Reconduit triomphalement au pouvoir lors du scrutin d’avril 2022, Viktor Orban (droite conservatrice) est fondé à considérer qu’il a les coudées franches, d’autant qu’il avait mené une partie de sa campagne sur le thème de la paix, là où ses adversaires s’alignaient sur le bellicisme officiel de l’UE.
Le président chinois avait commencé sa tournée par la France, où Emmanuel Macron a cru pouvoir tancer celui-ci
En recevant le président Xi Jinping le 9 mai, il vient à nouveau de faire enrager ses collègues européens. Le président chinois avait commencé sa tournée en France, où Emmanuel Macron a cru pouvoir tancer ce dernier (en présence d’Ursula von der Leyen, invitée pour montrer « l’unité des Européens ») sur la politique industrielle et commerciale de l’ex-empire du Milieu, mais aussi dans l’espoir, totalement vain, de rapprocher Pékin des thèses occidentales face à la Russie.
La deuxième étape du dirigeant chinois avait été réservée à Belgrade, avec qui les relations se sont consolidées dans la dernière décennie. Les échanges avec les dirigeants serbes ont été chaleureux, ce qui a irrité Bruxelles selon qui la Serbie, en tant que pays candidat à l’UE, se devrait d’aligner sa politique étrangère sur celle du bloc.
Mais le cas était plus grave encore pour la Hongrie, Etat membre depuis vingt ans, où le président chinois a fait sa troisième et dernière étape. Il est d’ailleurs à noter que Washington, qui se considère partout chez lui sur le Vieux continent, n’a pas hésité à dénoncer la mise en place d’un axe anti-occidental entre Pékin, Budapest et Belgrade dont la Russie risque de profiter.
En recevant son hôte chinois, Viktor Orban a rappelé l’ancienneté de l’amitié entre les deux pays « fondée sur des principes », citant le « respect mutuel » et la reconnaissance d’une Chine unique. Xi Jinping s’est pour sa part réjoui que « les relations sino-hongroises soient à leur apogée en soixante-quinze ans d’histoire » et a plaidé pour « porter notre partenariat stratégique à de nouveaux sommets ».
Il a insisté sur l’importance des relations économiques présentes mais aussi à venir. Pékin finance par exemple la construction de la liaison ferroviaire entre Budapest et Belgrade. Et constitue surtout le premier investisseur étranger en Hongrie, à hauteur de 15 milliards d’euros l’année dernière.

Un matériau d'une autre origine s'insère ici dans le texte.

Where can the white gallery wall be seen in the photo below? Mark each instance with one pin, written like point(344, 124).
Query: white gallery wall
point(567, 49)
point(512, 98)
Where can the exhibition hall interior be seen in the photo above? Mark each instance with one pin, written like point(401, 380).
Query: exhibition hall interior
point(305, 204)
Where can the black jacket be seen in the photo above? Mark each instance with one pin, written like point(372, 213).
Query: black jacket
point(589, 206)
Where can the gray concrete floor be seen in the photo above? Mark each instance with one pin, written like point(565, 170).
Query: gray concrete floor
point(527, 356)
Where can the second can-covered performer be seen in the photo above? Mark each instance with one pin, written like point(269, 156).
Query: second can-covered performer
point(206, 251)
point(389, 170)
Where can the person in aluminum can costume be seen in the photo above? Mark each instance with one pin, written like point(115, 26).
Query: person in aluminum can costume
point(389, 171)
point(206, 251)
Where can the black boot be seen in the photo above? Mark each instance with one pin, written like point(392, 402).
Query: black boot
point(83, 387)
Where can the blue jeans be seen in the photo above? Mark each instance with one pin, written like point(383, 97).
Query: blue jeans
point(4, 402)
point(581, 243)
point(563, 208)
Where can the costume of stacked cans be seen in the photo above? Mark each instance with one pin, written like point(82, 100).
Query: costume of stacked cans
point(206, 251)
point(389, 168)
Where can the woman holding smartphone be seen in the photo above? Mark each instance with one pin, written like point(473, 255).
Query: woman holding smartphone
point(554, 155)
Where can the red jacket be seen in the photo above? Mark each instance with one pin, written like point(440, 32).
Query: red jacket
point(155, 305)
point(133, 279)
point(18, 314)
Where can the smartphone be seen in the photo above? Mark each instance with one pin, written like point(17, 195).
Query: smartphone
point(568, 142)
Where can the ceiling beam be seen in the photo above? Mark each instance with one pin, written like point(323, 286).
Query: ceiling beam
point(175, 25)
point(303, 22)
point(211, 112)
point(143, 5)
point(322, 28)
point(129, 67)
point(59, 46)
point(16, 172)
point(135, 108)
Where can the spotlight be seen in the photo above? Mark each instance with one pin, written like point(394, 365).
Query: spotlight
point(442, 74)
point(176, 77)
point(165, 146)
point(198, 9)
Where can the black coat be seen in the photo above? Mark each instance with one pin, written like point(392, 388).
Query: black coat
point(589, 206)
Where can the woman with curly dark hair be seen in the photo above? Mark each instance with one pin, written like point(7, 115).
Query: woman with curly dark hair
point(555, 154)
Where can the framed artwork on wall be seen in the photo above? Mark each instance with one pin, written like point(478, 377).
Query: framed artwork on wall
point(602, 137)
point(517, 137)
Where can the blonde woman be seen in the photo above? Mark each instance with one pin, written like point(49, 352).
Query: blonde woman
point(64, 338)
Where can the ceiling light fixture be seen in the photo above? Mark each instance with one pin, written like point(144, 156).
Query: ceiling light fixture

Exemple significatif : le constructeur automobile BYD, le champion mondial de la voiture électrique, édifie actuellement une usine géante dans le sud du pays. Avantage pour la firme chinoise : les véhicules peuvent être vendus sans droits de douane dans le marché intérieur européen. Quant au gouvernement hongrois, il compense ainsi partiellement les financements européens gelés.
En tout, dix-huit nouveaux contrats ont été annoncés. Outre l’industrie et le transport, l’énergie constitue également un secteur prioritaire. La construction d’un oléoduc entre la Hongrie et la Serbie a été également actée. La Hongrie est l’un des quelques pays qui importe encore du pétrole russe. La coopération dans le nucléaire devrait aussi être mise en avant.
La visite du président chinois apparaît comme un succès diplomatique pour la Hongrie qui affiche l’ambition d’être un « pont » entre l’Est et l’Ouest
Enfin, sur le plan culturel, Budapest accueillera bientôt un campus chinois, exemple unique dans l’UE, ce qui devrait conforter les relations universitaires.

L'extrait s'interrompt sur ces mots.